Rebuilding Place in the Urban Space

"A community’s physical form, rather than its land uses, is its most intrinsic and enduring characteristic." [Katz, EPA] This blog focuses on place and placemaking and all that makes it work--historic preservation, urban design, transportation, asset-based community development, arts & cultural development, commercial district revitalization, tourism & destination development, and quality of life advocacy--along with doses of civic engagement and good governance watchdogging.

Monday, February 02, 2015

The five components of housing value

I am sure that there is plenty of research on this, but in terms of the last couple entries, I'd say that there are five separate components of housing value which when combined shape the price of houses in particular places.

This more careful consideration of the components of housing value gets at the issue of figuring out how to calculate the long term value of a house and the capacity for significant price appreciation, and being able to differentiate what shapes the difference in prices of houses that while located in different places, are seemingly very similar.

Or as commenter charlie said, "the difference between value and price."

1.  House value: comprised of the characteristics of the house matched with the household characteristics of buyers.

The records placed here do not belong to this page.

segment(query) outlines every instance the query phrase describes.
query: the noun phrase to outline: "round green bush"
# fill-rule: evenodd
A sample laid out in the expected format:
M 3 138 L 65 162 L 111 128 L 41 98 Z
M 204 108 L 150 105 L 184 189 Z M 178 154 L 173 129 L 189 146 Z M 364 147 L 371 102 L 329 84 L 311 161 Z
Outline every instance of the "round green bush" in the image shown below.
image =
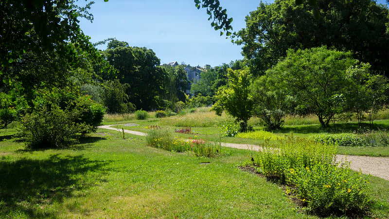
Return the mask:
M 139 120 L 143 120 L 149 117 L 149 114 L 147 111 L 139 110 L 135 111 L 135 118 Z
M 335 134 L 318 134 L 311 136 L 311 139 L 322 143 L 336 143 L 339 146 L 364 146 L 363 140 L 355 134 L 342 133 Z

2.  Neighborhood place value: neighborhood characteristics including public safety, schools, civic assets, access to a neighborhood commercial district, the overall charm and quality of the built environment, neighborhood organization and community building, etc.

3.  Neighborhood location value: proximity to key activity centers and other assets, proximity to Downtown, etc.

4.  Neighborhood mobility value: access to and presence of transportation infrastructure including walking, biking, transit, parking, the road network, car sharing vehicles, etc.

5.  Community place value: the overall characteristics of a city/town/suburb including quality of governance, overall quality of schools, public safety, town centers, cultural and civic assets, community involvement, etc.

Note that the housing market is comprised of a wide variety of segments that have a wide variety of preferences when it comes to assessing places on these characteristics.  That's what leads to what is often called the "sorting effect" where people choose the place that best meets the greatest number of their preferences.

People who want to live in walkable neighborhoods move to walkable places.  People who prefer automobility choose places that are highly accommodating to motor vehicles.

The problems that arise come when people move to places that can't realistically accommodate certain of their preferences, especially on mobility.  E.g., it's difficult to live in the core and expect easy street parking.